CTL et TSB sont des indicateurs relatifs propres à chaque athlète. Un CTL de 80 pour un coureur récréatif représente une charge très différente d’un CTL de 80 pour un athlète de niveau national. Le modèle de Banister, dans sa version complète avec les quatre paramètres $k_1, k_2, \tau_1, \tau_2$, nécessite des mesures de performance terrain régulières pour être calé — ce qui est rarement fait en pratique.


Aller plus loin : l’approche data-driven

Les modèles précédents ont des paramètres fixés a priori. Comme je l’indiquais dans l’article sur Minetti, l’approche data-driven consisterai à les estimer sur tes propres données, en observant comment ta performance évolue en réponse à la charge.

Ajustement des paramètres par optimisation. Si tu mesures régulièrement ta performance sur un test terrain reproductible (chrono sur boucle fixe, VMA, Cooper, allure à FC cible), il est possible d’ajuster $k_1, k_2, \tau_1, \tau_2$ par minimisation de l’erreur entre le modèle et tes mesures réelles.

Estimation locale de $\tau$. Une période de repos prolongé (repos forcé, coupure de saison) est une opportunité : en observant la décroissance de ton CTL ou de tes performances sur cette période, on peut ajuster une exponentielle et estimer ton $\tau_1$ personnel. Si ta forme chute beaucoup plus vite que les 42 jours standards, c’est que ta constante de temps est plus courte — et que ton affûtage doit être moins long.

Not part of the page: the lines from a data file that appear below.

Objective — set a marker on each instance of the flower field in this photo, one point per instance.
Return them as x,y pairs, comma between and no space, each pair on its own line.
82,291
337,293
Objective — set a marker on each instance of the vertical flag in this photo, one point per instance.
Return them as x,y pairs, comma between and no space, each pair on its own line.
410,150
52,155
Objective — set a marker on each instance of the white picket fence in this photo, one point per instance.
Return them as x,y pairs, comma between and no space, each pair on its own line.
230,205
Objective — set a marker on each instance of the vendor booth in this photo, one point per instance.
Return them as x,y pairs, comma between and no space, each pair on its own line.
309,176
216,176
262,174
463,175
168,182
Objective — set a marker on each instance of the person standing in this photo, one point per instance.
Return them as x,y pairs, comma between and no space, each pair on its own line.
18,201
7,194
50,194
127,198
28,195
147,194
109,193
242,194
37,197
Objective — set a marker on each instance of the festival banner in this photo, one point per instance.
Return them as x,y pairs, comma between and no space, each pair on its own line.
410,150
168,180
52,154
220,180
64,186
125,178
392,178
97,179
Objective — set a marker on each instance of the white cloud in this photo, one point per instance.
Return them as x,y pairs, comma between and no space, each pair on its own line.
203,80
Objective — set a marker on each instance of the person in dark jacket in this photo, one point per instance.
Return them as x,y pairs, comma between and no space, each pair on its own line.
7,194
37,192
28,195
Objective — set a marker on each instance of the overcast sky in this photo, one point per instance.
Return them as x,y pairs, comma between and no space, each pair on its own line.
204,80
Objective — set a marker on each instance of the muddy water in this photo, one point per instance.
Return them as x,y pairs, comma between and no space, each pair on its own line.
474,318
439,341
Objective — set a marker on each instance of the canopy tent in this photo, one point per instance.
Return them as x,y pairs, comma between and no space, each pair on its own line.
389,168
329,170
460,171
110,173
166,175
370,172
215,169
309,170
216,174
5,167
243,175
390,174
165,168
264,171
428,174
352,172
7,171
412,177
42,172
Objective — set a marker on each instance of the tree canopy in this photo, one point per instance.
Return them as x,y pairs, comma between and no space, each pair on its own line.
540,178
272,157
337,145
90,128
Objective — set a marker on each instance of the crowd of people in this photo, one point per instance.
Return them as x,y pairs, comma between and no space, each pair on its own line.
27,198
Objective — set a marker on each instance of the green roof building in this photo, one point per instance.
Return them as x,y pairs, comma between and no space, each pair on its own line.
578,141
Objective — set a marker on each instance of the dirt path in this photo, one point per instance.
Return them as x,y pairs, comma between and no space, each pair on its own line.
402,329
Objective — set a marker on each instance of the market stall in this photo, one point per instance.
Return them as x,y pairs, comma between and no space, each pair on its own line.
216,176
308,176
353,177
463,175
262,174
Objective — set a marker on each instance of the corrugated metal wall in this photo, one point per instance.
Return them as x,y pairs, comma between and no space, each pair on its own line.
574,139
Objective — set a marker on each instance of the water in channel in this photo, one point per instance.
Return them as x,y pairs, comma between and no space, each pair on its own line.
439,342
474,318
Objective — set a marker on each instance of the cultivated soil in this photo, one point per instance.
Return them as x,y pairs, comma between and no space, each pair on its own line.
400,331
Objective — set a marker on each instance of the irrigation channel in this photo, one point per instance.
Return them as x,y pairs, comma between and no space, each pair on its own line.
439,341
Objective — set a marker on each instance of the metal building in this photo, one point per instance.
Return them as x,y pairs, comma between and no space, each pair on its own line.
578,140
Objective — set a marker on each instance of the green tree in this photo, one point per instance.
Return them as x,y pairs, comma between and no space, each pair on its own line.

Modèles non-linéaires et ML. Des travaux récents explorent des variantes du modèle de Banister avec des paramètres variants dans le temps (Busso, 2003), ou des approches de machine learning (réseaux récurrents, Kalman filter) pour modéliser la relation charge-performance. Ces approches sont séduisantes mais nécessitent des volumes de données importants. On y reviendra..


Références

  • Banister EW, Calvert TW, Savage MV, Bach T (1975). A system model of training for athletic performance. Aust. J. Sports Med., 7, 57–61.
  • Banister EW (1991). Modeling Elite Athletic Performance. In : MacDougall JD, Wenger HA, Green HJ (eds.), Physiological Testing of Elite Athletes. Human Kinetics.
  • Morton RH, Fitz-Clarke JR, Banister EW (1990). Modeling human performance in running. J. Appl. Physiol., 69(3), 1171–1177. DOI: 10.1152/jappl.1990.69.3.1171
  • Allen H, Coggan A (2010). Training and Racing with a Power Meter. VeloPress.
  • Coggan A (2023). The Science of the TrainingPeaks Performance Manager. trainingpeaks.com
  • Edwards S (1993). The Heart Rate Monitor Book. Polar Electro Oy.
  • Lucia A, Hoyos J, Santalla A, Earnest C, Chicharro JL (2003). Tour de France versus Vuelta a España: which is harder? Med. Sci. Sports Exerc., 35(5), 872–878. DOI: 10.1249/01.MSS.0000064999.82036.B4
  • Desgorces FD, Sénégas X, Garcia J, Decker L, Noirez P (2007). Methods to quantify intermittent exercises. Appl. Physiol. Nutr. Metab., 32(4), 762–769. DOI: 10.1139/H07-037
  • Busso T (2003). Variable dose-response relationship between exercise training and performance. Med. Sci. Sports Exerc., 35(7), 1188–1195. DOI: 10.1249/01.MSS.0000074465.13621.37

Petit warning

Avertissement : je suis data cientist, pas spécialiste de physiologie de l’exercice. Ce que tu lis ici, c’est le carnet de bord d’un trailer curieux qui aime comprendre ses données — pas un cours magistral. Les sources sont là pour que tu puisses vérifier.